Ha curato le antologie poetiche Ante Rem (premessa
di M. Corti, 1998); con A. Cortellessa e G. Ferri, Verso
l’inizio (premessa di E. Sanguineti, 2000); con A.
Contù, Poesia Europea Contemporanea (premessa di
C.C. Harle, 2001). Per MorettieVitali, dirige la collana
Narrazioni della conoscenza, che ospita, tra gli altri,
volumi di Nancy, Duque, Montano, Mati, Bonnefoy,
Finazzer Flory, Moroncini, Vitiello, Folin e altri. Per lo
stesso editore cura con Stefano Baratta la collana di
psicoanalisi e filosofia Convergenze. Per Anterem
Edizioni cura la collana di poesia Limina e, con Ida
Travi, la collana di saggistica Pensare la letteratura.

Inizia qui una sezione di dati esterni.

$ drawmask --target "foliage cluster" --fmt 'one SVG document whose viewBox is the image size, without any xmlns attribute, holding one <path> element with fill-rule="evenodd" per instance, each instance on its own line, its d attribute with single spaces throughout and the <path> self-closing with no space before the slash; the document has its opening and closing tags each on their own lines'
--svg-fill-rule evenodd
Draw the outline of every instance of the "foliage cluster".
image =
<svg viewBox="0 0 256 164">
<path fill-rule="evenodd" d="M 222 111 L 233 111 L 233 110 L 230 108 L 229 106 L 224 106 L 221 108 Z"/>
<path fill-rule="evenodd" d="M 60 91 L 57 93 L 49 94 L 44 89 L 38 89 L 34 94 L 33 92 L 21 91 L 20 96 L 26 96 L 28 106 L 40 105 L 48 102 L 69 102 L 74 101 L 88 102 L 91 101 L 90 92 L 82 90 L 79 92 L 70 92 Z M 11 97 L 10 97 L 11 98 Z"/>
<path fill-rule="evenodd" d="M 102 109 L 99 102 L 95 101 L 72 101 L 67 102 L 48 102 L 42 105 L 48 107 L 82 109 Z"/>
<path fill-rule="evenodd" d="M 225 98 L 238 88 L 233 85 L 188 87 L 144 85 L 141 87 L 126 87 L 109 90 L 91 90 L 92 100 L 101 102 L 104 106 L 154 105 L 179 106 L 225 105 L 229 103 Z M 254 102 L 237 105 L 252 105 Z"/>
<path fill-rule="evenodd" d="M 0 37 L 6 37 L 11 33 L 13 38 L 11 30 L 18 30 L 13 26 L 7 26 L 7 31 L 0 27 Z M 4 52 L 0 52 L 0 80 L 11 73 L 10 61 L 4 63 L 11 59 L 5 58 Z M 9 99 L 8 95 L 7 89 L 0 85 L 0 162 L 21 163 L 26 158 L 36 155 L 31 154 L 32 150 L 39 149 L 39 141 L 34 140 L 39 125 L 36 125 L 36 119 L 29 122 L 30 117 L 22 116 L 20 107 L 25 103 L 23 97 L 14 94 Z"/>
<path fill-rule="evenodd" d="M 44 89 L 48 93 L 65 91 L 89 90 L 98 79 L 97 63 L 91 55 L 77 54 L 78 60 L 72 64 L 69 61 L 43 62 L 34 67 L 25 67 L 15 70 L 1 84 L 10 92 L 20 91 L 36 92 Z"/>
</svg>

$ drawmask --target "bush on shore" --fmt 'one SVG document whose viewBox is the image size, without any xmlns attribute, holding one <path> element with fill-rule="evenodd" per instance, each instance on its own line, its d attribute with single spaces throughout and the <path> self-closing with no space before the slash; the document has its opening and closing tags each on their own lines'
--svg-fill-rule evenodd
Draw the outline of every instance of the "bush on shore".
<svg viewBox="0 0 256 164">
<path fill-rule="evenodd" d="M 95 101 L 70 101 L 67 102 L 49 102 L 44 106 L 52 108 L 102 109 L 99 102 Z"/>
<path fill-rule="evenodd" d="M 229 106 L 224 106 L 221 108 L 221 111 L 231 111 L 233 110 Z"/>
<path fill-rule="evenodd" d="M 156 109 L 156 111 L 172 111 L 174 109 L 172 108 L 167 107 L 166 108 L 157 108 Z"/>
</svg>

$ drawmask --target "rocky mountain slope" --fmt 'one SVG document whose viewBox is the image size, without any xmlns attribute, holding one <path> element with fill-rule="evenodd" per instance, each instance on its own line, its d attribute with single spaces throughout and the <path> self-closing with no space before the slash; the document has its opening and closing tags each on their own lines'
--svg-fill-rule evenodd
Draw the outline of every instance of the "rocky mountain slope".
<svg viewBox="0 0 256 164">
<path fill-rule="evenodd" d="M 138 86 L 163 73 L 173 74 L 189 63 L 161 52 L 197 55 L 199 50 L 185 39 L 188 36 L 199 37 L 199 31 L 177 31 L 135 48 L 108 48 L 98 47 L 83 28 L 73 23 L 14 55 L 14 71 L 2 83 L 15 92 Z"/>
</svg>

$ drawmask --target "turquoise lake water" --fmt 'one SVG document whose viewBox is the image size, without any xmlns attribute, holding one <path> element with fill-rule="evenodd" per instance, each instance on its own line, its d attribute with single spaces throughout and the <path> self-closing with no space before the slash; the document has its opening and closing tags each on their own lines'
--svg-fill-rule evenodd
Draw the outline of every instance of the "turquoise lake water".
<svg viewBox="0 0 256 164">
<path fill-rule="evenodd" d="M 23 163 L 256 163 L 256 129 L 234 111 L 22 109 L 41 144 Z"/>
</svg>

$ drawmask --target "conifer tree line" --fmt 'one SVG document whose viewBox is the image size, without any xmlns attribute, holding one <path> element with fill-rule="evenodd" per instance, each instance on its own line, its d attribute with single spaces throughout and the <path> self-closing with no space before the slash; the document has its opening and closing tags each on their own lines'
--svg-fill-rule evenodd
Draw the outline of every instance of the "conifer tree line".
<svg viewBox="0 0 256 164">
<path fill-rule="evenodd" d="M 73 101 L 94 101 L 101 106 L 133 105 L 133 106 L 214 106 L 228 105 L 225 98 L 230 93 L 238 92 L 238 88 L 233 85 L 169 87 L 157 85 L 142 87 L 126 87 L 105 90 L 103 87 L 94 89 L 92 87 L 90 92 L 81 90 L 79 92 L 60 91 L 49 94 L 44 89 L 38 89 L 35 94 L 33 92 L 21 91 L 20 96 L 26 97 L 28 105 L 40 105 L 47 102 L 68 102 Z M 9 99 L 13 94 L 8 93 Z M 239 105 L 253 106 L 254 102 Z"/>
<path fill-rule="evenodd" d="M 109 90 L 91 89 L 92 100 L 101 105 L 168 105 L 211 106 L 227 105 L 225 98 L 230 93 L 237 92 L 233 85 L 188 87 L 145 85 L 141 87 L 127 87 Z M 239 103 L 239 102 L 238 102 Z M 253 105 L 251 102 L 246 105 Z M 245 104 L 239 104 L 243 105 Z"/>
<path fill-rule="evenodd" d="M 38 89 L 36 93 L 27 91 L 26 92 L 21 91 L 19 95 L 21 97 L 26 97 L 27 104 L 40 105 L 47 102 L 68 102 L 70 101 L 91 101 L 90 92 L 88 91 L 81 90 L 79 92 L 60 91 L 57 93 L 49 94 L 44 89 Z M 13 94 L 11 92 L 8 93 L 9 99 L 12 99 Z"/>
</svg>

Per Cierre Grafica dirige, con Yves Bonnefoy, Umberto
Galimberti e Andrea Zanzotto, la collana Opera Prima,
e cura, con Ida Travi, la linea editoriale Via Herakleia –
Forme della poesia contemporanea. Suoi testi poetici
e narrativi sono stati tradotti in francese, inglese,
spagnolo, slavo, russo. Collabora all’attività culturale
degli ‘Amici della Scala’ di Milano.